Sakarya 15 Temmuz’da ayağa kalktı
15 Temmuz Demokrasi ve Milli Birlik Günü etkinlikleri kapsamında düzenlenen 2. gün programında konuşan AK Parti Sakarya Milletvekili Prof. Dr. İsen, “Her yaştan her seviyeden vatandaşıyla Sakarya, bu mücadelenin içinde yer aldı ve şairin dediği gibi ayağa kalktı” derken; SAÜ İlahiyat Fakültesi Dekanı Prof. Dr. Ahmet Bostancı, “Bunlar hırsızlığın en kötüsü olan din hırsızlığını yaptılar” dedi. Başkan Toçoğlu, Demokrasi Meydanı’na kurulan standları tek tek ziyaret etti, kolaylıklar diledi.

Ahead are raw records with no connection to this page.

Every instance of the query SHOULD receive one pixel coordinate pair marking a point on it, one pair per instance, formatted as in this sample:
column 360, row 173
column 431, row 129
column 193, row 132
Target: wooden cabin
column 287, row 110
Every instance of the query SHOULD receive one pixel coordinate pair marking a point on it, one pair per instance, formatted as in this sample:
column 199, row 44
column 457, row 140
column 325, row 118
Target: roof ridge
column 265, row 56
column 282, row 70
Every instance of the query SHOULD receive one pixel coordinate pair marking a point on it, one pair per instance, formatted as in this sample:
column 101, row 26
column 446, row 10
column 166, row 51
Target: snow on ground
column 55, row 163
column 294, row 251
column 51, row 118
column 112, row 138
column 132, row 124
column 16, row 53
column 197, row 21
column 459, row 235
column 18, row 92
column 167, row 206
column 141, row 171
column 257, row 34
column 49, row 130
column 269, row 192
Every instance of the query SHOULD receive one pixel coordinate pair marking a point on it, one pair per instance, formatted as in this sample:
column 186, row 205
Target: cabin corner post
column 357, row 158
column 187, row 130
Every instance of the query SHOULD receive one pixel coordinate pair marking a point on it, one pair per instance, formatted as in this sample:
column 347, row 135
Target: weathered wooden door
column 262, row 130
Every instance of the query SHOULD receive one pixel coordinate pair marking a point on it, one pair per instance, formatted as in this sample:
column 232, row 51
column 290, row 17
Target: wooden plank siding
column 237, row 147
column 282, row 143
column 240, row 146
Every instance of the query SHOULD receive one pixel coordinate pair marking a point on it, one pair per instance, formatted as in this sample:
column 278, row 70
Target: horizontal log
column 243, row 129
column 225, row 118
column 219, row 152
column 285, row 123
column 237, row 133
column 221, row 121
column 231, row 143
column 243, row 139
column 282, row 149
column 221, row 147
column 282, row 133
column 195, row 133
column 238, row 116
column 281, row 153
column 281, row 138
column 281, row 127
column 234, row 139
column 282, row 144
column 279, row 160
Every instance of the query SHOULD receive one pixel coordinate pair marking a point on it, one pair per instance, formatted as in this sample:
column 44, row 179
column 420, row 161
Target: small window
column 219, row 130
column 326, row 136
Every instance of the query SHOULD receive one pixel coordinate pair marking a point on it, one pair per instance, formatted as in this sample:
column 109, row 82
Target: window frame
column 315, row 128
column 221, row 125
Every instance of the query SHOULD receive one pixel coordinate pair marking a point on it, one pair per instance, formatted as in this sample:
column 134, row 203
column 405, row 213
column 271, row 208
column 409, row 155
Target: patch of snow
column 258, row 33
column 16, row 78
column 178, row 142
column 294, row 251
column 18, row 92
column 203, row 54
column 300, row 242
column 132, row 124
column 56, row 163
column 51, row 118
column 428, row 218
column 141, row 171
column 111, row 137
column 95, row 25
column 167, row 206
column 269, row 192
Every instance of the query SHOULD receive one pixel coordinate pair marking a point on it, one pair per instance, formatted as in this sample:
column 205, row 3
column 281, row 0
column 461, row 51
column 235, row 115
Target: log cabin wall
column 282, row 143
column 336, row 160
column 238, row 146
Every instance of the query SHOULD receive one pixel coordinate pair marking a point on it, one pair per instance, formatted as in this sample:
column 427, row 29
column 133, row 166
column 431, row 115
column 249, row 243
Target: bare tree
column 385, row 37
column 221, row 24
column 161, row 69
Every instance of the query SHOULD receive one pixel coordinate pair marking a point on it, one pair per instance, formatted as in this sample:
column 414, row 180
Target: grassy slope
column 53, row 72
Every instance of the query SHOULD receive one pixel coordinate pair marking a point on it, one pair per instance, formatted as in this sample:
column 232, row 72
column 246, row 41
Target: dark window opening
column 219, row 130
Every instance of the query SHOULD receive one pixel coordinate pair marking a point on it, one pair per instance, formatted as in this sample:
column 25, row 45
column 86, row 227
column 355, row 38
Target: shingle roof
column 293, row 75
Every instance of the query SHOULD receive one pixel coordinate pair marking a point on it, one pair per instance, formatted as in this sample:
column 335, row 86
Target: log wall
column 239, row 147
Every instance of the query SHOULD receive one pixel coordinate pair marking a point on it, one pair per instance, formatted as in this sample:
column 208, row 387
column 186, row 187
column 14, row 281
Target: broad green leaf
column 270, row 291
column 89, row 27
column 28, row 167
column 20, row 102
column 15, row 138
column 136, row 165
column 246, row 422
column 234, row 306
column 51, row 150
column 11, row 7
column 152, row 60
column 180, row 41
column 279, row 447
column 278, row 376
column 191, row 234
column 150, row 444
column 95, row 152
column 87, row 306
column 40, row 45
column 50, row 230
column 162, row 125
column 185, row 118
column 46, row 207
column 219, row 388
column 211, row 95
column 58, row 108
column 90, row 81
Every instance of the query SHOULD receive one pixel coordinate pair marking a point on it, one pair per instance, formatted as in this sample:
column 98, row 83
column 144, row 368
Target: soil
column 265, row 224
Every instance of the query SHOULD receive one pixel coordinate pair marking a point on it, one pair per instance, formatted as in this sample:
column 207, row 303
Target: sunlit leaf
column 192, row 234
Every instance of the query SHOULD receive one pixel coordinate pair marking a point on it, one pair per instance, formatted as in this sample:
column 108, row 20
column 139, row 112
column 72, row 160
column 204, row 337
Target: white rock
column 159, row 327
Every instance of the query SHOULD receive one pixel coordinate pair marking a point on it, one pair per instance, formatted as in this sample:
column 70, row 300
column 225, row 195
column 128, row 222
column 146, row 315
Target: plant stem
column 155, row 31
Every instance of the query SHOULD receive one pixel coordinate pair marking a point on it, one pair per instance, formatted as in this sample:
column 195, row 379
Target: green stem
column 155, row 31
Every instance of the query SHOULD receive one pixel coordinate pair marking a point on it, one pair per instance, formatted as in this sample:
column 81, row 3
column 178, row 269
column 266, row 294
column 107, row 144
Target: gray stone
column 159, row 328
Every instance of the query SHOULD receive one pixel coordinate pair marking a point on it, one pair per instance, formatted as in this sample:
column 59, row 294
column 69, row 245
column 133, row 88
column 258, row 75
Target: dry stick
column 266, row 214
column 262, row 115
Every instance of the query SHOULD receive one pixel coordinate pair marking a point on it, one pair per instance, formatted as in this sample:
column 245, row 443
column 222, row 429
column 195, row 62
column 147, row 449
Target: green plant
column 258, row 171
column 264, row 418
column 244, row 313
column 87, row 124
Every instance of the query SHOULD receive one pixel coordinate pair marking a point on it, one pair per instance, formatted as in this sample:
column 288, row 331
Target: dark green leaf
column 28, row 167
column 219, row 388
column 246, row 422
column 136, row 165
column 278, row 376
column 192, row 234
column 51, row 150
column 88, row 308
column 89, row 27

Sakarya Büyükşehir Belediye Başkanı Zeki Toçoğlu, 15 Temmuz Demokrasi ve Milli Birlik Günü kapsamında düzenlenen etkinliklerin 2. gün programına katıldı. Demokrasi Meydanı’nda düzenlenen programda AK Parti Sakarya Milletvekilleri Prof. Dr. Mustafa İsen ve Şaban Dişli, CHP Sakarya Milletvekili Engin Özkoç, AK Parti Sakarya İl Başkanı Fevzi Kılıç, CHP Sakarya İl Başkanı Ayça Taşkent, Belediye Başkanları, İl Müdürleri, AK Parti İl ve İlçe teşkilatı mensupları, 50 Sivil Toplum Kuruluşu’ndan temsilciler ve vatandaşlar yer aldı. Mehter gösterisi ile başlayan programda Katlı Pazaryeri Müezzin Kayyımı İlyas Çetinnar tarafından Kuran-ı Kerim tilavet edildi. Program protokol konuşmalarının ardından düzenlenen Eşref Ziya Terzi konseri ile sona erdi.
Minnet borçluyuz
Programın açılış konuşmasını yapan Sakarya Üniversitesi İlahiyat Fakültesi Dekanı Prof. Dr. Ahmet Bostancı, “15 Temmuz’un birinci yıldönümünde şehitlerimizi rahmetle yad ediyorum Biz Kuran-ı Kerim’in ayetlerinden biliyoruz ki şehitlerimiz ölü değillerdir. Bizim anlamadığımız bir hayatla Cenab-ı Allah’ın katında her türlü nimetle rızıklandırılmış olarak yaşarlar. Allah onlardan razı olsun. Gazilerimizi minnetle yad ediyorum. Allah onlardan da razı olsun. Şehit ve gazilerimiz o geceyi üzerlerindeki kanlarla tamamladılar. İnşallah mahşer meydanında hepimiz toplandığımız zaman onlar elbiselerinin üzerinde kanlarla haşrolacaklar. O kanların mis kokusu yayacağını peygamberimizin müjdesinden anlıyoruz. Eğer bu meydanda bu günü özgür olarak kutlayabiliyorsak onlara minnet borçluyuz” diye konuştu.
Dinimize zarar verdiler
Prof. Dr. Bostancı, “FETÖ en büyük zararı dinimize vermiştir. Hırsızlık çok kötü bir şey. Bunlar hırsızlığın en kötüsü olan din hırsızlığını yaptılar. FETÖ tarihin en büyük hırsızlık şebekesi olarak 10 binlerce insanın geçmişini ve geleceğini çalmıştır. Dini yönlerden bahsetsek sabaha kadar anlatırız. Bunlar örgütün elebaşını hatasız günahsız bir insan saydılar. Hâlbuki bizim ehli sünnet anlayışında hatasız günahsız olan bir tek peygamberimiz vardır. Allah’ın emirlerine aykırı bir şekilde bir insanın her dediğini yapmak onu Rab edinmektir. Allah böyle tuzaklar karşısında hepimizin yardımcısı olsun. 11 değerli hocamızla bir kitap hazırlıyoruz. Sizlerle gelişmeleri paylaşacağız. 15 Temmuz bizlere kardeş olduğumuzu hatırlattı. Cenab-ı Allah birliğimizi beraberliğimi daim eylesin. Bunu bozmak isteyenlere fırsat vermesin.”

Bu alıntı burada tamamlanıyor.